I guess what really caught my attention with this book was the title. And when I read the blurb and some reviews saying that it was funny, I was like, 'Wait, hang on. A book about somebody dying can't be funny!'. Oh boy, was I wrong.
Me and Earl and the Dying Girl has the "feel". The hilarious-and-fresh-new-voice feel. I loved it– it made me laugh, it made me want more and best of all, never a dry spot in this novel. The format is amazing, sometimes in a movie script, bullet points and such, and it just makes it so much more interesting for a change, instead of reading the way we normally do. Good to shake it up a little.

Greg really reminded me of another Greg– the one from Diary of a Wimpy Kid. Both are hilarious, and their mom's just are the cream on top. I like how this young adult novel has a male's POV, which sadly is pretty rare today. Great to see a guy's view in a contemporary.
Earl is Greg's only friend, and even though he's hilarious, unfortunately he was the only "problem" I had with the book. I couldn't understand what he was saying at times (and it was probably good that I didn't because most of the time it isn't clean), but seriously, once your get past it, he's a great character, really genuine and really original.

We've had Greg aka "Me", and we've had Earl...and so we finally come to the Dying Girl.
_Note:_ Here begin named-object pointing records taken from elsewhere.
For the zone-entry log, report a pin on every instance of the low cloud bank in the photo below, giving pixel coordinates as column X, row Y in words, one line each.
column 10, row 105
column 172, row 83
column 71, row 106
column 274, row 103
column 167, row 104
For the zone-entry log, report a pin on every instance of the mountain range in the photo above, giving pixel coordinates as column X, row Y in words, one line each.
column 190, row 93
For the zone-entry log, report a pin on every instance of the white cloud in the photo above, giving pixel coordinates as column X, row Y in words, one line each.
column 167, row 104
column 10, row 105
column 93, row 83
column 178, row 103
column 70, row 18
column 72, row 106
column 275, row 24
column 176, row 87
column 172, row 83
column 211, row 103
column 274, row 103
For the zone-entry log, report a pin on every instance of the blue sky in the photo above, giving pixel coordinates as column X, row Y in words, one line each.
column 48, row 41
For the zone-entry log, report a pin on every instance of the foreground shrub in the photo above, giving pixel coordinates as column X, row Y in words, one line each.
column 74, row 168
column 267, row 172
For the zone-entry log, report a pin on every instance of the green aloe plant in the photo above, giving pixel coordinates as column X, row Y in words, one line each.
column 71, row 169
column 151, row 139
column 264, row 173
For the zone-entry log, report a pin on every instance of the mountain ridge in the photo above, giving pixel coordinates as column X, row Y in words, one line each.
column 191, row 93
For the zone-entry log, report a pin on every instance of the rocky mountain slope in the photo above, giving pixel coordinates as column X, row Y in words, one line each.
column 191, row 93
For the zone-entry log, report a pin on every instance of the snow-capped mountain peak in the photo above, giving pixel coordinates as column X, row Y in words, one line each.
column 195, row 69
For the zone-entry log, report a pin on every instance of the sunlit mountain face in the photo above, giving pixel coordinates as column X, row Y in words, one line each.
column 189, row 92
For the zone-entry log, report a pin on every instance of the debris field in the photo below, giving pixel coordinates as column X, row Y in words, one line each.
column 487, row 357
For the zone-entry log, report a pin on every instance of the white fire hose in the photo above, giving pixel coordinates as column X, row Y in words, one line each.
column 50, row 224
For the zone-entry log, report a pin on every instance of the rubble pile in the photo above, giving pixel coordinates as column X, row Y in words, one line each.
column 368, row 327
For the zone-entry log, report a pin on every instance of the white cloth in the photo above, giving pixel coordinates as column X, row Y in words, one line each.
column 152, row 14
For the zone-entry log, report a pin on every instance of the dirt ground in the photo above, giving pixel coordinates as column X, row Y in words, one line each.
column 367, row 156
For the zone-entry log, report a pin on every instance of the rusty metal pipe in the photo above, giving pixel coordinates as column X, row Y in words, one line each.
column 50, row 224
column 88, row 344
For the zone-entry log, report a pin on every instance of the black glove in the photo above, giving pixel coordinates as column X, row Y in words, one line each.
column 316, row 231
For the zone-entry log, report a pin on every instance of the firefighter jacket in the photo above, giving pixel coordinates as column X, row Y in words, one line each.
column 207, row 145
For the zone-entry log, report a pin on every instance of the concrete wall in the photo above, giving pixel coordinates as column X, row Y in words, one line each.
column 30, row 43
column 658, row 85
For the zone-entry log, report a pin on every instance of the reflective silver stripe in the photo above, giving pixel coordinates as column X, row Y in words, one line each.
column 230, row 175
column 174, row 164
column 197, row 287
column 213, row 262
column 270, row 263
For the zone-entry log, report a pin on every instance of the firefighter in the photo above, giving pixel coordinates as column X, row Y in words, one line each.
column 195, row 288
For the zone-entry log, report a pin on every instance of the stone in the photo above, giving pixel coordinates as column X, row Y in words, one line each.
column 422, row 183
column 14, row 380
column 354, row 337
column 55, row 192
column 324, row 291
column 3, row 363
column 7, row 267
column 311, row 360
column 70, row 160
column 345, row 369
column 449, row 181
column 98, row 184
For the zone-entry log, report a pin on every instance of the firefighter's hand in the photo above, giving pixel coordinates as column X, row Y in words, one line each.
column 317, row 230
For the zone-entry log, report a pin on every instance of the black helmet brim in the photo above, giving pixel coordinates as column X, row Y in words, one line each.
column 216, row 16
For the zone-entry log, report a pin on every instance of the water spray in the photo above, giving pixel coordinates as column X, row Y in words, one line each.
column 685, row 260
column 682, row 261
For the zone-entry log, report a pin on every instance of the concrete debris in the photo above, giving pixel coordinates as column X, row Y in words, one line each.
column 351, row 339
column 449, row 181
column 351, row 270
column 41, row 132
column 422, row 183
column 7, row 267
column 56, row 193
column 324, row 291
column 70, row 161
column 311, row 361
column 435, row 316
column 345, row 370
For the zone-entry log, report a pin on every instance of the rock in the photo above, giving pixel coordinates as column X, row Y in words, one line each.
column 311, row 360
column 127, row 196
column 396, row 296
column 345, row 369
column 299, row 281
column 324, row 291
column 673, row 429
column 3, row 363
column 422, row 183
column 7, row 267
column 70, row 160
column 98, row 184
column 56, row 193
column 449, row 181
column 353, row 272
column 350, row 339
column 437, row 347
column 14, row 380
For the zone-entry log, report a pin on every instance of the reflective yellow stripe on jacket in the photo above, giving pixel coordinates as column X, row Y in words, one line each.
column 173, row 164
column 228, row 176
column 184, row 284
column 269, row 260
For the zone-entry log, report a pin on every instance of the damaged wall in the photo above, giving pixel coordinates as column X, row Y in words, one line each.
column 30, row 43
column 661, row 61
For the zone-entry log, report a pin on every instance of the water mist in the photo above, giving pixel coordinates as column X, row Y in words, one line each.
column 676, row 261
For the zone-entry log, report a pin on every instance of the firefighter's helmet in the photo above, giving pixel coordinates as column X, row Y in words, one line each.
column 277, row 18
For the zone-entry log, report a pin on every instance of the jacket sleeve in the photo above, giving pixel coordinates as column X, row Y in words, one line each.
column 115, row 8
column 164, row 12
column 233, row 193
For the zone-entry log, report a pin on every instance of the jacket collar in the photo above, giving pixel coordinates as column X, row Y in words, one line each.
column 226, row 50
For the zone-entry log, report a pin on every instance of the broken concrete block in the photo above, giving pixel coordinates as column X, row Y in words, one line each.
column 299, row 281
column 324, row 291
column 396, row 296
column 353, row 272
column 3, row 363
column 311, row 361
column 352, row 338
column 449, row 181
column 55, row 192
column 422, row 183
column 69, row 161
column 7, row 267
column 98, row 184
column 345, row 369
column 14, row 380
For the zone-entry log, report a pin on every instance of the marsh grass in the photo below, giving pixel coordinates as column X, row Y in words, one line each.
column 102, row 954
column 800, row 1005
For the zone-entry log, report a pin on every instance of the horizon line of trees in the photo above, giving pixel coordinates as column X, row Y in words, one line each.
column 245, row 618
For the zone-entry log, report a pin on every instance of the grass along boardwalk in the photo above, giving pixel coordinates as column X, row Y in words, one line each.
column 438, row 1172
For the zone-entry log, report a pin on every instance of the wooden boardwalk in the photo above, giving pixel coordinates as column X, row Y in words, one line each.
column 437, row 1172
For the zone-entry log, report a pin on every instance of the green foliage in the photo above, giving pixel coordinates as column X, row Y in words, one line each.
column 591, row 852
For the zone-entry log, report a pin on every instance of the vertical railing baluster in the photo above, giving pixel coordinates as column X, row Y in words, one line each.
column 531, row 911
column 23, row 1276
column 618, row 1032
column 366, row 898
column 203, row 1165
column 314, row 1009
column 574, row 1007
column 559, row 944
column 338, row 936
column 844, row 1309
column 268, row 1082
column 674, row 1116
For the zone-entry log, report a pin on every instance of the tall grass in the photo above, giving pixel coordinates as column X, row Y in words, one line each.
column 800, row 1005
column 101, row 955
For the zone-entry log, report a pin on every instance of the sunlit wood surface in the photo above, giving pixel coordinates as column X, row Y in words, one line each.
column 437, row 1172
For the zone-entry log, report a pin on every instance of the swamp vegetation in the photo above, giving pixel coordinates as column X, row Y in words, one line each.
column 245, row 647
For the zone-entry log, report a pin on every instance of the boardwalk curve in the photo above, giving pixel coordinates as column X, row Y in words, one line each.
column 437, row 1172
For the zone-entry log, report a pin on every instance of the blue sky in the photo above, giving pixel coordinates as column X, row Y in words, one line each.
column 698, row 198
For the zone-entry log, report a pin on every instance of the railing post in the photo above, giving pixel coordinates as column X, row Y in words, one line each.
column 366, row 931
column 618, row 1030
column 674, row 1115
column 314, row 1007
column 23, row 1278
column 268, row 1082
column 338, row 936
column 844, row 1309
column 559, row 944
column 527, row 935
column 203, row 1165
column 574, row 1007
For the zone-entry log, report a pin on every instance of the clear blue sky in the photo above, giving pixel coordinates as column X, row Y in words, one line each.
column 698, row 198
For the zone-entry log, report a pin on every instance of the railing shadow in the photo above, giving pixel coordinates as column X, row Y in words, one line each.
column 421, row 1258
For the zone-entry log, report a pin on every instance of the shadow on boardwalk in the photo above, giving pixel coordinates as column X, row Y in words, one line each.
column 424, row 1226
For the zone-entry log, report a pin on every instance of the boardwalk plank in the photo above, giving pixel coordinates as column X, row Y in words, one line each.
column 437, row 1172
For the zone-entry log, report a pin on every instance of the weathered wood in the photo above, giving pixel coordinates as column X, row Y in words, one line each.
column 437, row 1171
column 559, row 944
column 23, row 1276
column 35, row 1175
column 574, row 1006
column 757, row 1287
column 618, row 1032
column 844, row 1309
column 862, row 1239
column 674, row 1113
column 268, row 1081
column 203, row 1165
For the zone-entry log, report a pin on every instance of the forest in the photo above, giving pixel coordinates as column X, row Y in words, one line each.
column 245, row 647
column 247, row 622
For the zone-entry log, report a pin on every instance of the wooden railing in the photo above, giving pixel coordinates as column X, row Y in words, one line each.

Rachel was a great character, and it was quite interesting (yet saddening, no matter how funny this book was) to see her during the stages of her lukemia. I loved her strength throughout the book, and her tolerance of hanging out with Greg (I would have blown it sooner or later) and she's just such an interesting character. Totally normal, which makes you really connect to her. She doesn't have anything "special", but it's just that which allows you to get to know her through Greg.

There were times in this book when I couldn't believe that these characters were in their senior year of high school. I mean, they sounded so...young. Like, I kept thinking they were freshmen or sophomores, but because of Greg's search for colleges time to time during the novel, I managed to grasp to the fact that they were a little bit older.

Me and Earl and the Dying Girl will have you in tears from either laughing to hard, or sobbing from the tragedy of it all (okay...a little too exaggerated). Jesse Andrews has written a fabulous debut which introduces a fabulous male protagonist into the world of young adult contemporary. I look forward to reading more of Andrew's fresh and funny writing in the future!

If you like this, try...

  • Freshman Year & Other Unnatural Disasters by Meredith Zeitlin ◆ Goodreads
  • An Abundance of Katherines by John Green Goodreads


  1. Yeah, you're right, the title of this one is eye catching.

  2. Great review, I really liked this one too! Incredibly funny given the subject matter.

  3. Glad to see you really enjoyed this one! When a book can make you cry (from laughing/saddness/both) you know it's a good book. However, I'm not a big comtemporary fan so probably won't be reading it. I agree with you about the cover though, very nicely designed!

    P.S. I'm a new follower here! *waves* Nice to meet you. :)

  4. Great title, check. Guy POV, check. Contemporary, check. Great cover, check. Great review, check.

    Sound like one we definitely have to CHECK out then! ;D


    Also, we can see some parallels to John Green's THE FAULT IN OUR STARS, but it sounds like they're pretty different in voice/tone. This is weird to say, but it's nice to see some cancer stories that aren't all doom and gloom. Humor is what makes life (and perhaps death?) worthwhile.